To examine paired reflex depression changes post 20-minute bout each of 2 training environments: stationary bicycle ergometer training (bicycle training) and treadmill with body weight support and manual assistance (locomotor training).
Pretest-posttest repeated-measures.
Locomotor laboratory.
Motor incomplete SCI (n=12; mean, 44+/-16y); noninjured subjects (n=11; mean, 30.8+/-8.3y).
All subjects received each type of training on 2 separate days.
Paired reflex depression at different interstimulus intervals (10 s, 1 s, 500 ms, 200 ms, and 100 ms) was measured before and after both types of training.
(1) Depression was significantly less post-SCI compared with noninjured subjects at all interstimulus intervals and (2) post-SCI at 100-millisecond interstimulus interval: reflex depression significantly increased postbicycle training in all SCI subjects and in the chronic and spastic subgroups (P<.05).
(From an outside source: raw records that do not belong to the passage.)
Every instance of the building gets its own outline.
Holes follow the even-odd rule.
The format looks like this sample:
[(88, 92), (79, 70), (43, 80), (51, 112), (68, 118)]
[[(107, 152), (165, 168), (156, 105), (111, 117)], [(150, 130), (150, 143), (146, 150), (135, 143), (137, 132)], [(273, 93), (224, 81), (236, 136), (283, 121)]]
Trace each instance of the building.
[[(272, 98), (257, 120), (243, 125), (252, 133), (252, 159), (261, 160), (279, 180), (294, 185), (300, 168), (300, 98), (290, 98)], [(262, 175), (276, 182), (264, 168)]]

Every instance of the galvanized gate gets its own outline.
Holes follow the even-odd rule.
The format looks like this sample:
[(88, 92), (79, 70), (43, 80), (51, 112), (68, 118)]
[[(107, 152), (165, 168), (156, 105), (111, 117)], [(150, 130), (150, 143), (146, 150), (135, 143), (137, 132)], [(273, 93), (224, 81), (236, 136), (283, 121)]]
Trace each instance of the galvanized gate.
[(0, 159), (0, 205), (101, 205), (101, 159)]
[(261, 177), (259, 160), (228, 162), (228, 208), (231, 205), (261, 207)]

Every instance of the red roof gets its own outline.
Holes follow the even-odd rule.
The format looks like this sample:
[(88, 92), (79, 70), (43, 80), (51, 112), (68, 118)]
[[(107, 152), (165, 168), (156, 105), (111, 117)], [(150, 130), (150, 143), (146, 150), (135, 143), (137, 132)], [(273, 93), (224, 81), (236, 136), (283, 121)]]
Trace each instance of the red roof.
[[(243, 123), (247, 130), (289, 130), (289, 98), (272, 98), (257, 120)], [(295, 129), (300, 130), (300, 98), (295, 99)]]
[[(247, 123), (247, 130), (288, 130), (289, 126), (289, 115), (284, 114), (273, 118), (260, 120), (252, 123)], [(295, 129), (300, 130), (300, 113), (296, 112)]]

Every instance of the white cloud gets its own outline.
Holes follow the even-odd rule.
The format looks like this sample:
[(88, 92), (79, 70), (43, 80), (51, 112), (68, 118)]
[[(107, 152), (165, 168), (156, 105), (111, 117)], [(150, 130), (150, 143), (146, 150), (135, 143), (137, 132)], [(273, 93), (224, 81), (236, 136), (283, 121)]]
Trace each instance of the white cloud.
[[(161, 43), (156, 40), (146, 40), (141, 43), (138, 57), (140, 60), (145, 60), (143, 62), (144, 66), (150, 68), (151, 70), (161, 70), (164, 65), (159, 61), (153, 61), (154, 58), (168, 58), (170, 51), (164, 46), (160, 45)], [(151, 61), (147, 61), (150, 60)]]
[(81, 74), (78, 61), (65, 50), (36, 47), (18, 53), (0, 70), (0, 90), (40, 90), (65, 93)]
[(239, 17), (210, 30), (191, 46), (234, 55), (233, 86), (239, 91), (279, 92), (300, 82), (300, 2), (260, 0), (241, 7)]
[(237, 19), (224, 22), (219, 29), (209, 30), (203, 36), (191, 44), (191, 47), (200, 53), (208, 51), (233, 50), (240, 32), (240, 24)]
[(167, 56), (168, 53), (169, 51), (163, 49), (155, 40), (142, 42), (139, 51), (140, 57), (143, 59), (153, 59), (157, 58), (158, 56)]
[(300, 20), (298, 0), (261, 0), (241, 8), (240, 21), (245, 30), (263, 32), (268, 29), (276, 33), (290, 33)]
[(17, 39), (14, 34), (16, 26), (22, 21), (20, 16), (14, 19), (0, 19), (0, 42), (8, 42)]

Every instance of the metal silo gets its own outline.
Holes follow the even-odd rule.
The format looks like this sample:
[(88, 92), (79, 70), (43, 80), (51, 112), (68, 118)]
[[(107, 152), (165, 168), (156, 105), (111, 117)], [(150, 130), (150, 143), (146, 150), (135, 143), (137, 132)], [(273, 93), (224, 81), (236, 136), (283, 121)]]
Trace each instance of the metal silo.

Phase-dependent regulation of reflex excitability, essential to normal locomotion, coordinated by pre- and postsynaptic inhibitory processes (convergent action of descending and segmental inputs onto spinal circuits) is impaired post-SCI. Paired reflex depression provides a quantitative assay of inhibitory processes contributing to phase-dependent changes in reflex excitability. Because bicycle training normalized reflex depression, we propose that bicycling may have a potential role in walking rehabilitation, and future studies should examine the long-term effects on subclinical measures of reflex activity and its relationship to functional outcomes.
研究在两种训练环境下,即固定自行车测力计训练(自行车训练)和有体重支持及人工辅助的跑步机训练(运动训练),每次训练20分钟后配对反射抑制的变化情况。
前测-后测重复测量。
运动实验室。
运动不完全性脊髓损伤患者(n = 12;平均年龄44±16岁);非损伤受试者(n = 11;平均年龄30.8±8.3岁)。
所有受试者在两个不同日期接受每种类型的训练。
在两种训练前后,测量不同刺激间隔(10秒、1秒、500毫秒、200毫秒和100毫秒)下的配对反射抑制。
(1)在所有刺激间隔下,脊髓损伤患者的抑制作用明显低于非损伤受试者;(2)在脊髓损伤患者中,刺激间隔为100毫秒时:所有脊髓损伤受试者以及慢性和痉挛亚组在自行车训练后反射抑制显著增加(P<0.05)。
脊髓损伤后,正常运动所必需的、由突触前和突触后抑制过程(下行和节段性输入对脊髓回路的汇聚作用)协调的反射兴奋性的相位依赖性调节受到损害。配对反射抑制提供了一种对导致反射兴奋性相位依赖性变化的抑制过程的定量检测方法。由于自行车训练使反射抑制正常化,我们提出骑自行车可能在步行康复中具有潜在作用,未来的研究应探讨其对反射活动亚临床指标的长期影响及其与功能结果的关系。